Lab 03 — ResNet from Scratch

Phase 3: PyTorch | Week 8-9

ResNet solved the vanishing gradient problem that blocked deep networks for years. Understanding skip connections is non-negotiable for any CV engineer interview.


Learning Objectives

  • Prove the vanishing gradient problem experimentally
  • Implement BasicBlock and BottleneckBlock from the original paper
  • Build ResNet-18 and ResNet-50 from scratch
  • Understand BatchNorm's role in deep network training
  • Compare training dynamics: plain network vs ResNet

Theory

Vanishing Gradient Problem

For a network with $L$ layers, the gradient of the loss w.r.t. weights at layer $k$:

$$\frac{\partial \mathcal{L}}{\partial W_k} = \frac{\partial \mathcal{L}}{\partial a_L} \cdot \prod_{i=k}^{L} \frac{\partial a_i}{\partial a_{i-1}}$$

If $\frac{\partial a_i}{\partial a_{i-1}} = \sigma'(z_i) W_i$ and $|\sigma'| < 1$ (sigmoid saturates), the product shrinks exponentially → gradients vanish.

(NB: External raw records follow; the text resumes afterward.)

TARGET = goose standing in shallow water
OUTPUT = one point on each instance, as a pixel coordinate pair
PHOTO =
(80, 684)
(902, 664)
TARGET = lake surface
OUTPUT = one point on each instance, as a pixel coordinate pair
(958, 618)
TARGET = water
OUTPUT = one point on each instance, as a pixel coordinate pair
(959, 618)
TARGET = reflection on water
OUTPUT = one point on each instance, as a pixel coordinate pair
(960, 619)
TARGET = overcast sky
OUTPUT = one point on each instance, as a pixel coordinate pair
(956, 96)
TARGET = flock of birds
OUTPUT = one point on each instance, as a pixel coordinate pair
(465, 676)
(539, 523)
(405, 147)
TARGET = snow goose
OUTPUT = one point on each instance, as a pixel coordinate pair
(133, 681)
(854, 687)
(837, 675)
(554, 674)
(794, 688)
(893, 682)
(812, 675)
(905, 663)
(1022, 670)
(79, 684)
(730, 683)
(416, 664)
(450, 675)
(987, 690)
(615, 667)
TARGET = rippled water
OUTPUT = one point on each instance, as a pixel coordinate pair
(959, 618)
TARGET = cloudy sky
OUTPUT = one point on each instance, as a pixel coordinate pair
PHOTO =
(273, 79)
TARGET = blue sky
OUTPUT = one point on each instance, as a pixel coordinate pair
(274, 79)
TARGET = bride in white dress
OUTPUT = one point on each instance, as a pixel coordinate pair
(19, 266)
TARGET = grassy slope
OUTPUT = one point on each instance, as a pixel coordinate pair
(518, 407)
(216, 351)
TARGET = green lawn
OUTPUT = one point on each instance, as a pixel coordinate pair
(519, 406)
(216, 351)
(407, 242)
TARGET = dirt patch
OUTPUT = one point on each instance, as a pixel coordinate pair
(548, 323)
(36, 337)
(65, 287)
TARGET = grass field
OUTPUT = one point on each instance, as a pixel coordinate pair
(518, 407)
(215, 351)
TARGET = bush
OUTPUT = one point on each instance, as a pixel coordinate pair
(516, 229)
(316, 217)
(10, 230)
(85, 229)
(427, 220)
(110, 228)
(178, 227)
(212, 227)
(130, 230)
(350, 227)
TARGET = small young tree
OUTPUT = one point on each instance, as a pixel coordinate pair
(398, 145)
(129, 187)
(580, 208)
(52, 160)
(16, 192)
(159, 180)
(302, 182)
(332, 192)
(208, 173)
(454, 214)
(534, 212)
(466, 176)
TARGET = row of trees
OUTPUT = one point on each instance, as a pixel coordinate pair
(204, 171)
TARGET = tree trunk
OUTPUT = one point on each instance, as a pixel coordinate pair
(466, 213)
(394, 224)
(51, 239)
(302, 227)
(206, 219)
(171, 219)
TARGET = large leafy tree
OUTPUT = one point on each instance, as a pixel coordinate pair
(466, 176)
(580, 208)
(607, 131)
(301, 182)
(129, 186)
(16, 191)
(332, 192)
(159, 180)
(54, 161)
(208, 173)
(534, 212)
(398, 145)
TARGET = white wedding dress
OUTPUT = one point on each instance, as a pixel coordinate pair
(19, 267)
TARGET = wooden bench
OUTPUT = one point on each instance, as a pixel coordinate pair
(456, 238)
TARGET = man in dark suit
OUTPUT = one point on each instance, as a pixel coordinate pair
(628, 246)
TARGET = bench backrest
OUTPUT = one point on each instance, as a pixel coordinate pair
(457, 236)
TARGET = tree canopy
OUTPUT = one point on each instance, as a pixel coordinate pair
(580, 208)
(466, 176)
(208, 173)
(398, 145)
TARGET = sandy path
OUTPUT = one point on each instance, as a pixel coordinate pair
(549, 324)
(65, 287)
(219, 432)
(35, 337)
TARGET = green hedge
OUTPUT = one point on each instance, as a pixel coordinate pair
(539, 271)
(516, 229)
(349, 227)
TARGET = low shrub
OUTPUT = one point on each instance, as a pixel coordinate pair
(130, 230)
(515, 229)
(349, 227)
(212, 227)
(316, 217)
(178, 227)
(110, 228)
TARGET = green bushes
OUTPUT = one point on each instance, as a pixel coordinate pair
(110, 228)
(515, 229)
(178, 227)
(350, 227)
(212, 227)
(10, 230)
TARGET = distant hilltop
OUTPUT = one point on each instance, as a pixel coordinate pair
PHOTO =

ReLU helps ($\sigma'(z) = 1$ for $z > 0$), but multiplying many weight matrices still causes issues.

Residual Block — The Key Idea

Instead of learning $H(x)$ directly, learn the residual:

$$H(x) = \mathcal{F}(x) + x$$

$$\mathcal{F}(x) = H(x) - x$$

If the optimal solution is close to identity, $\mathcal{F}(x) \approx 0$ — much easier to learn than $H(x) \approx x$.

Gradient flow: $$\frac{\partial \mathcal{L}}{\partial x} = \frac{\partial \mathcal{L}}{\partial H} \cdot \left(\frac{\partial \mathcal{F}}{\partial x} + 1\right)$$

The $+1$ ensures gradient is at least 1 even if $\frac{\partial \mathcal{F}}{\partial x} \approx 0$ — gradient highway.

BasicBlock (ResNet-18/34)

x → Conv3×3 → BN → ReLU → Conv3×3 → BN → (+x) → ReLU

When channels change: use 1×1 conv projection to match dimensions.

class BasicBlock(nn.Module):
    expansion = 1
    def __init__(self, in_ch, out_ch, stride=1):
        self.conv1 = nn.Conv2d(in_ch, out_ch, 3, stride, 1, bias=False)
        self.bn1   = nn.BatchNorm2d(out_ch)
        self.conv2 = nn.Conv2d(out_ch, out_ch, 3, 1, 1, bias=False)
        self.bn2   = nn.BatchNorm2d(out_ch)
        self.downsample = nn.Sequential(
            nn.Conv2d(in_ch, out_ch, 1, stride, bias=False),
            nn.BatchNorm2d(out_ch)
        ) if stride != 1 or in_ch != out_ch else nn.Identity()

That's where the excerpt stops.